Katmandou

Banira GIRI, 1984
Traduit de l'original en népali par Kalpana GHIMIRE

Katmandou est devenu un four surchauffé
par centaines de milliers de volts,
telle Sita* à son épreuve par le feu,
les filles paumées de ce capital,
prises dans l'étau des illusions
sont contraintes d'y prendre siège
corps tendres prêts à être stigmatisés,

Les colombes blanches en vol
à travers le ciel bleu illimité (**)
sont verrouillées dans l'oeil du chaque citoyen.

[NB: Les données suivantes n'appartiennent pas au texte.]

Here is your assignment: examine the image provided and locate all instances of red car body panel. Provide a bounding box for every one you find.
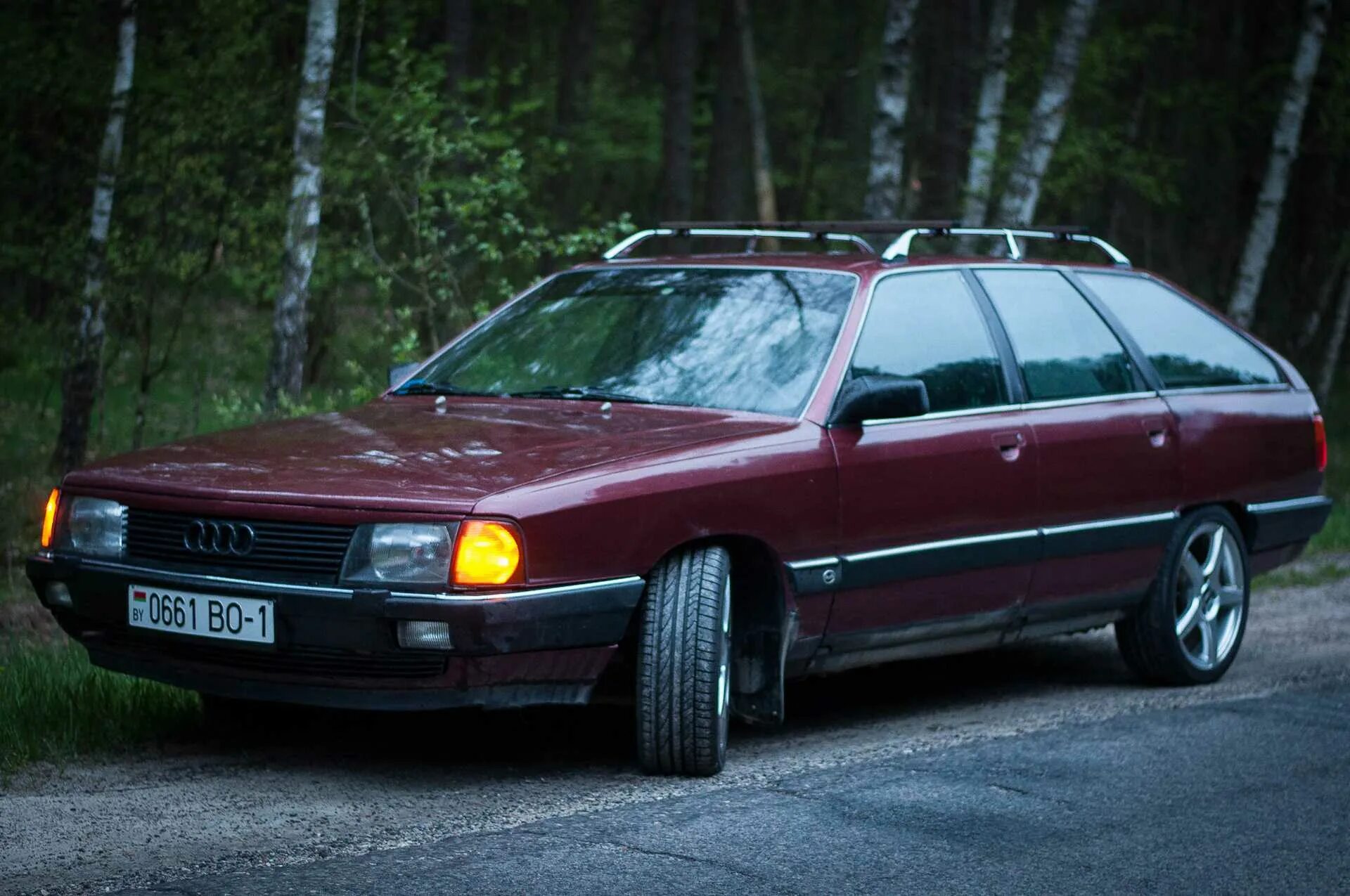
[30,255,1325,706]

Des sinistres contrebandiers,
des gros arnaqueurs,
de terribles manipulateurs et cafardeurs
y deviennent purs
se plongeant dans les eaux de l'étang Rani Pokhari

Les peupliers, les callistemons, les jacarandas,
et les pins aèrent incessamment
ses habitants, candides ou perfides

Cependant,
Katmandou n'est pas fraîcheur
Katmandou n'est pas bienveillance
Katmandou est un tour de passe-passe, une formule abracadabrante

Ces insatiables Toyota Corolla officielles
avec leur plaques d'immatriculation blanches,
engloutissent des litres et des litres d'essence,
N'est-ce pas cela, Katmandou?
N'est-ce pas également le débit de boisson de Nanicha,
où la foule quotidienne des Gunja Man et Ram Bahadur
s'entasse, jettent leurs têtes en arrière
à fin de boire leurs boissons d'un seul trait
pour ensuite rentrer à la maison battre leurs épouses ?

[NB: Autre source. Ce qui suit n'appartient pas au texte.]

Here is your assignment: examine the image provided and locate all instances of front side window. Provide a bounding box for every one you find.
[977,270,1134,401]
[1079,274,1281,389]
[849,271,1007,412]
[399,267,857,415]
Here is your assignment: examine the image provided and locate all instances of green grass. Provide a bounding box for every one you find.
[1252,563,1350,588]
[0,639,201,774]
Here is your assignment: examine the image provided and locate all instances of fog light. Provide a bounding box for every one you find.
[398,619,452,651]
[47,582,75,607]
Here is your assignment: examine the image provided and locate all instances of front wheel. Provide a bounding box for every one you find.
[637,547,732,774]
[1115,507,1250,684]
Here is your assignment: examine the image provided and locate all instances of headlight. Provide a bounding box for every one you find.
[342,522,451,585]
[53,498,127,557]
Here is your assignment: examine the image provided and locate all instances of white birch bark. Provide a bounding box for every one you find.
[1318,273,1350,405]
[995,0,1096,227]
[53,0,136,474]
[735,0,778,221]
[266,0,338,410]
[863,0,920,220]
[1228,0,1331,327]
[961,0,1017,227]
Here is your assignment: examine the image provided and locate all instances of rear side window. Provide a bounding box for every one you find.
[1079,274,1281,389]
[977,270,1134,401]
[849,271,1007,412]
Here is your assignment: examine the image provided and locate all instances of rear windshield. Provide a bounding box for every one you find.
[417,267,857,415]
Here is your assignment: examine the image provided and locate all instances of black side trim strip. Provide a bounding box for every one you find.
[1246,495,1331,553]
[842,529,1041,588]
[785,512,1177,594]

Les traces profondes des Toyotas - dans les rues,
les empreintes bleuâtres des Gunjaman et Ram Bahadur - sur les corps roués des femmes
est-ce peut -être cela, les accomplissements quotidiens de Katmandou ?


Katmandou est
le babillage puérile de mon cher enfant qui rêve,
que je ne comprend qu'à moitié
mais brûle de désire d'entendre plus;

Prise dans le tapecul entre attraction et répulsion
je sais -
beaucoup me maudissent
Peu m'aiment
Mais
puisque j' habite à Katmandou
N'est-ce pas que Katmandou m'habite ?


D'incessantes manifestations dans les rues de Katmandu
débordent dans mes rêves quotidiens
Ah!
Mes nuits sont remplies de tumultes
mais couverts de brouillard à couper au couteau
et combien silencieux mes matins froids de Katmandou,
tels épuisés par la veillée funèbre nocturne des morts de la ville

Rempli de contes
fascinants, doux et amers,
Katmandou est une grande épopée.
Ce Katmandou adoré,
préambule des discours médisants des leaders,
choeur des besoins et du dénouement du peuple,
l'apaisement des hausses des salaires,
la lamentation des hausses des prix,
l'éternel cache-cache entre
pénurie et approvisionnement en sucre et kérosène
Rien ne manque ici !

Pauvre Katmandou !
Aimé de tous,
Maudit de tous,
tel le narrateur des fêtes de Satyanarayan
qui rabâche la même histoire de Lilavati et Kalavati,
les habitants de Katmandou-
fredonnent les mêmes refrains,
trottent les mêmes rues,
vont aux mêmes cortèges,
envahissent les mêmes foires,
prennent part aux mêmes fêtes.
Devenus des coucous,
ils ne cessent de seriner
Katmandou, Katmandou,
Katmandou, Katmandou.

Notes:

*Sita, épouse de Ram de l'épopée Ramayana, modèle de vertus conjugales hindoues, pourtant forcée par son mari d'attester sa fidélité par une épreuve de feu
** références aux aspirations démocratiques des habitants de Katmandou, en effet le bleu représentait les partis démocratiques bannis à l'époque.